La mujer de
Clarice Lispector fue al zoológico y halló la jirafa, un silencioso pájaro sin
alas, más un paisaje que un ente, una carne que se distrajo en la altura y la
distancia.
Luego vio al
hipopótamo, húmedo, un arrollado rollizo de carne, carne redonda y muda,
esperando otra carne rolliza y muda. Con la humildad de mantenerse sólo carne, en
el dulce martirio de no saber pensar.
Vio a los monos felices como hierbas.
Encontró al
elefante, una potencia que, sin embargo, se dejaba llevar al circo, un elefante
de niños. Tenía una bondad de viejo en los ojos, apresados en la enorme carne
heradada.
En el camello vio
paciencia, paciencia, paciencia. Tenía un olor a polvo que ella olió, alfombra
vieja dentro de la cual circulaba la sangre gris.

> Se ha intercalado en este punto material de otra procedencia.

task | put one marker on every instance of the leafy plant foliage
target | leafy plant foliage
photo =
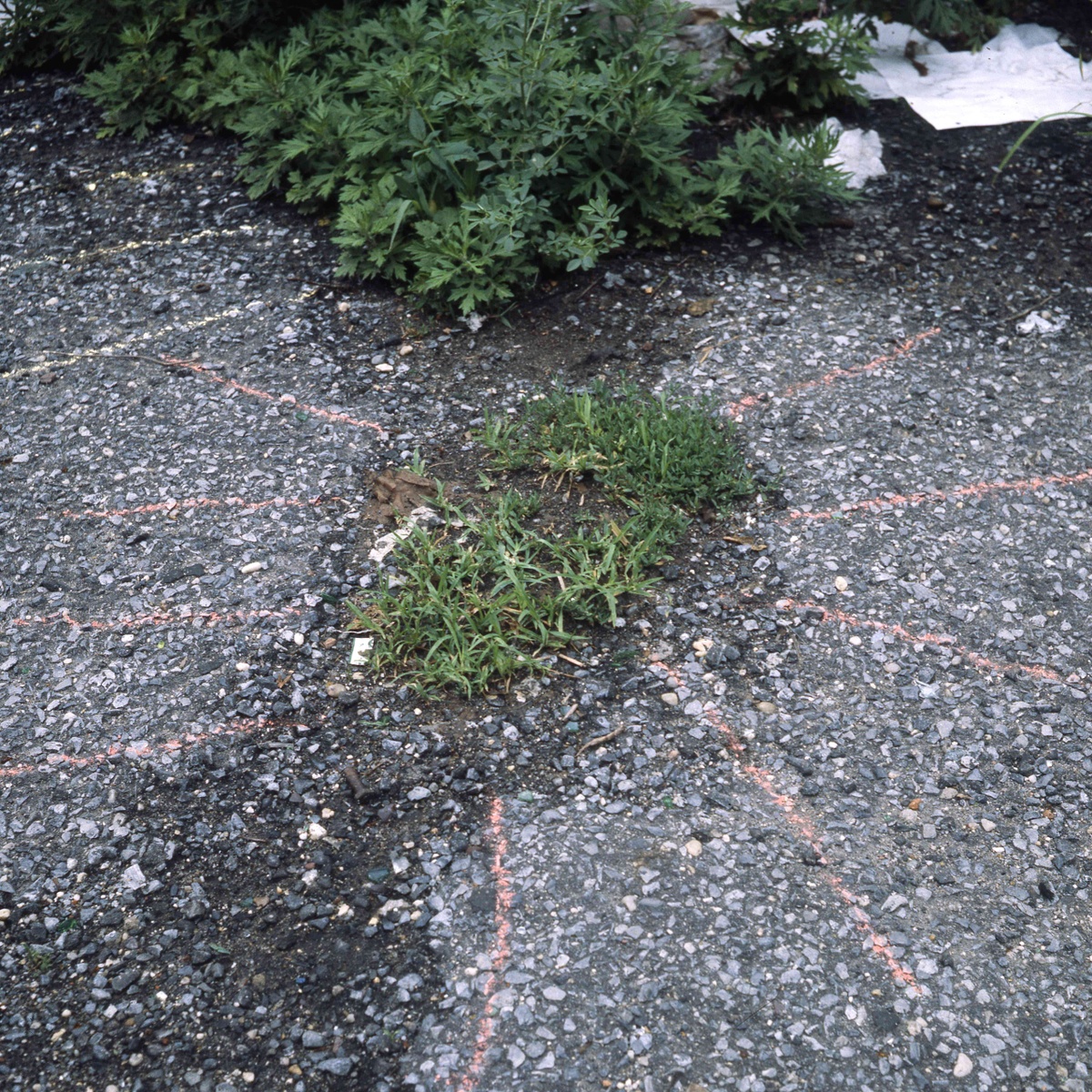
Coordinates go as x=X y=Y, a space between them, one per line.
x=494 y=590
x=972 y=22
x=791 y=65
x=464 y=145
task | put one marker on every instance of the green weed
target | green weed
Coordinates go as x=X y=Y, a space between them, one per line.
x=642 y=448
x=490 y=595
x=461 y=147
x=796 y=66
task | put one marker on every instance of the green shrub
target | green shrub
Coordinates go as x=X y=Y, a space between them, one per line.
x=462 y=145
x=795 y=66
x=638 y=447
x=147 y=59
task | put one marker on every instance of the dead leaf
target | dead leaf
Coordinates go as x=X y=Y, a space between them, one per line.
x=699 y=307
x=401 y=491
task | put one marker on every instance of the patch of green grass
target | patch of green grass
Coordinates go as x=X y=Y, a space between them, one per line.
x=640 y=448
x=38 y=958
x=494 y=592
x=490 y=594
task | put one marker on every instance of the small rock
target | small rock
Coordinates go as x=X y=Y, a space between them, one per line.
x=339 y=1067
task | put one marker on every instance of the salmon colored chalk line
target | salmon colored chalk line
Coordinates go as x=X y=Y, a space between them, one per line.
x=255 y=392
x=501 y=949
x=736 y=410
x=880 y=945
x=833 y=614
x=977 y=490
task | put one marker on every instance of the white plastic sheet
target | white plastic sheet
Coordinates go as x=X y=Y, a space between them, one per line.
x=1020 y=76
x=857 y=152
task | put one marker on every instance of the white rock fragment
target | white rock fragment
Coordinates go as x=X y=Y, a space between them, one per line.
x=964 y=1066
x=134 y=878
x=361 y=645
x=858 y=153
x=1041 y=323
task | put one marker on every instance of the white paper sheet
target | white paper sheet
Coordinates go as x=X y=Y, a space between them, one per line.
x=858 y=152
x=1020 y=76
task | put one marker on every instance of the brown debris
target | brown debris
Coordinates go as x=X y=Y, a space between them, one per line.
x=399 y=492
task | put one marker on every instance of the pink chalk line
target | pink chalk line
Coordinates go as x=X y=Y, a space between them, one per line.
x=880 y=945
x=190 y=502
x=938 y=497
x=501 y=948
x=288 y=399
x=157 y=618
x=736 y=410
x=833 y=614
x=146 y=751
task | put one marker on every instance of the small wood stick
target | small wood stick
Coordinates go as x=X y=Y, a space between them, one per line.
x=355 y=784
x=601 y=740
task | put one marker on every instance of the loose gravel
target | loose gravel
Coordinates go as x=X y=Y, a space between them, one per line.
x=836 y=836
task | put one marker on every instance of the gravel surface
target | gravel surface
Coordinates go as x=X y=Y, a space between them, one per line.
x=838 y=836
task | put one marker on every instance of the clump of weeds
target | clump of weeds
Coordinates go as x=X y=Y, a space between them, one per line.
x=638 y=447
x=498 y=589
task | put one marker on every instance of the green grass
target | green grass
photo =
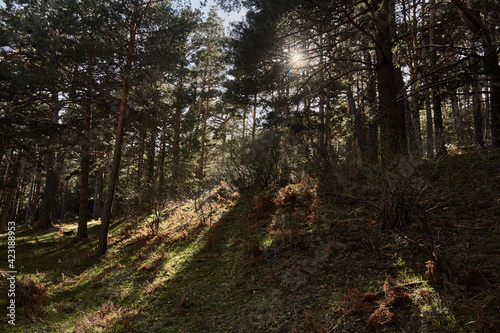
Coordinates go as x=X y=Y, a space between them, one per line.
x=309 y=267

Era un ser de estopa, estaba
en trapos, masticándose a sí mismo, entregado al proceso de conocer la comida.
Finalmente
encontró al búfalo, dentro de un sobretodo marrón, respirando sin interés. Estaba
tranquilo de odio.
Ella había ido al
zoológico para encontrar el animal que le enseñase a leer su propio odio.
Quería odiar. Quería saber dónde aprender a odiar para no morir de amor.